But Little Bighorn is merely the Super Bowl of Montana’s Indian War history. Anywhere from 20 to 200 battlefields – depending on your definition of “battle” -- dot the vast state, some shedding important insight into the impending rout at Little Bighorn or its aftermath.

Montana’s Indian Wars can mostly be condensed into three major arenas: The Blackfeet Wars of northwestern Montana, the Nez Perce’s 1,170-mile march from eastern Oregon to 40 miles from Canada, and the well-chronicled Sioux/Northern Cheyenne battles led by chiefs Sitting Bull, Crazy Horse, Dull Knife, Two Moons and others against the likes of Custer, Miles, Howard, Terry and fellow cavalry leaders whose names now are fixtures in eastern Montana maps as towns, parks and other landmarks.

Some, such as Little Bighorn and the Battle of the Big Hole (Nez Perce) site near Wisdom, are tourist-beckoning areas operated by the Park Service. Visitors can easily spend hours wandering those landscapes, picturing where the soldiers and warriors stood – and fell.

Others, including Rosebud Battlefield State Park near Busby and Bear Paw Battlefield south of Chinook, have far fewer amenities while still offering gripping snapshots of frontier history through trails and markers in country that remains largely unchanged.

In most cases, skirmishes are all but lost to the dustbin of history, their memories kept alive only by lonely stone plaques and markers -- or nothing at all -- on private lands where only the owner's care maintains the landscape's integrity.

At least a half-dozen Sioux, Northern Cheyenne and Crow battlefields of varying renown are within a tomahawk's throw of the state’s so-called “Warrior Trail” – U.S. Highway 212 from Crow Agency through Busby, Lame Deer and Ashland to the state’s southeast corner at Broadus.
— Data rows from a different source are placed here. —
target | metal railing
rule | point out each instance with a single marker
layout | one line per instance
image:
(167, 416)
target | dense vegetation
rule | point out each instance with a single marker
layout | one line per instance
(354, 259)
Ironically, the battle signifying the end of the Great Sioux War of 1876, at Wolf Mountain (or Belly Butte), is marked only by a sign creaking in the wind and a stone National Historic Landmark behind a barbed-wire fence along a remote, dusty backroad.

In each case, if you tread lightly and listen as the wind rustles through the grass and sage, you can almost hear bullets flying, warriors and soldiers shouting, and the wailing of Indian women and children as they flee in their final gasps of freedom.